You are viewing a plain text version of this content. The canonical link for it is here.
Posted to commits@kudu.apache.org by ad...@apache.org on 2017/10/26 16:12:36 UTC
[2/4] kudu git commit: data_dirs: be permissive if RefreshIsFull fails
data_dirs: be permissive if RefreshIsFull fails
In testing disk failures, at the DataDirManager-level, RefreshIsFull()
is a point of failure that can fail various functions, e.g. for block
placement. This doesn't need to be the case; it should be sufficient to
instead just not include the failed directory candidate.

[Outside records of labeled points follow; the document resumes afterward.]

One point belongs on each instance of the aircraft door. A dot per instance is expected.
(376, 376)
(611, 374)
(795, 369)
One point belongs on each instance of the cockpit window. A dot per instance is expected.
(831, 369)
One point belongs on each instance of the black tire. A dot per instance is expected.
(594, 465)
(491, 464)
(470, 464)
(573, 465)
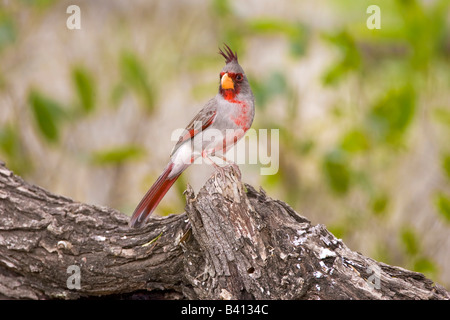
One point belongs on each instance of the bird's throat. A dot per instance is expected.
(229, 95)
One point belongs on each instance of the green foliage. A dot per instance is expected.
(391, 115)
(355, 141)
(349, 59)
(442, 203)
(296, 32)
(85, 89)
(337, 171)
(117, 155)
(446, 165)
(7, 30)
(47, 114)
(268, 88)
(409, 241)
(135, 77)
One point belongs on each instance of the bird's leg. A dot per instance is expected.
(231, 163)
(206, 156)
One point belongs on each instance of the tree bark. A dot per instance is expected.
(232, 242)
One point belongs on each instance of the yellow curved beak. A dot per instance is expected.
(226, 82)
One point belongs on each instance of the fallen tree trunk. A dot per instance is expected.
(232, 242)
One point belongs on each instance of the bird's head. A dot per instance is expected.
(233, 80)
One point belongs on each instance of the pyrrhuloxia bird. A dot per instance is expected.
(228, 115)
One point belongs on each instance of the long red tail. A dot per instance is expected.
(152, 198)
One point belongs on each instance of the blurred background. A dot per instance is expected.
(364, 115)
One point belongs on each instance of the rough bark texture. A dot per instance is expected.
(233, 242)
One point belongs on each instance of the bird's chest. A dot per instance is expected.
(238, 114)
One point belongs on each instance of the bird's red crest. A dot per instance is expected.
(228, 54)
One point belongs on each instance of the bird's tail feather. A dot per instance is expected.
(153, 196)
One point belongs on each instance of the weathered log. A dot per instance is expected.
(233, 242)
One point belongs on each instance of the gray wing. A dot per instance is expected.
(202, 120)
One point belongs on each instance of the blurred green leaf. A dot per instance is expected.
(442, 115)
(117, 155)
(355, 141)
(134, 75)
(296, 33)
(47, 114)
(7, 30)
(379, 203)
(221, 8)
(337, 171)
(350, 58)
(442, 203)
(392, 114)
(409, 241)
(268, 88)
(84, 86)
(446, 164)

This is favorable to returning early because RefreshIsFull() may cause
these functions to return before any error-handling has happened, and
any disk-failure handling will be triggered regardless the next time a
block is written to the bad disk.
Change-Id: Iffd0342e52e9f6a76ba17c179a36a8a971b94786
Reviewed-on: http://gerrit.cloudera.org:8080/8389
Reviewed-by: Adar Dembo <ad...@cloudera.com>
Tested-by: Adar Dembo <ad...@cloudera.com>
Project: http://git-wip-us.apache.org/repos/asf/kudu/repo
Commit: http://git-wip-us.apache.org/repos/asf/kudu/commit/e03b8e44
Tree: http://git-wip-us.apache.org/repos/asf/kudu/tree/e03b8e44
Diff: http://git-wip-us.apache.org/repos/asf/kudu/diff/e03b8e44
Branch: refs/heads/master
Commit: e03b8e4437920239ca5542143d36c7bd5a496eb2
Parents: 69b82b5
Author: Andrew Wong <aw...@cloudera.com>
Authored: Wed Oct 25 14:04:29 2017 -0700
Committer: Adar Dembo <ad...@cloudera.com>
Committed: Thu Oct 26 16:11:42 2017 +0000
----------------------------------------------------------------------
src/kudu/fs/data_dirs.cc | 27 ++++++++++++++-------------
src/kudu/fs/data_dirs.h | 2 +-
2 files changed, 15 insertions(+), 14 deletions(-)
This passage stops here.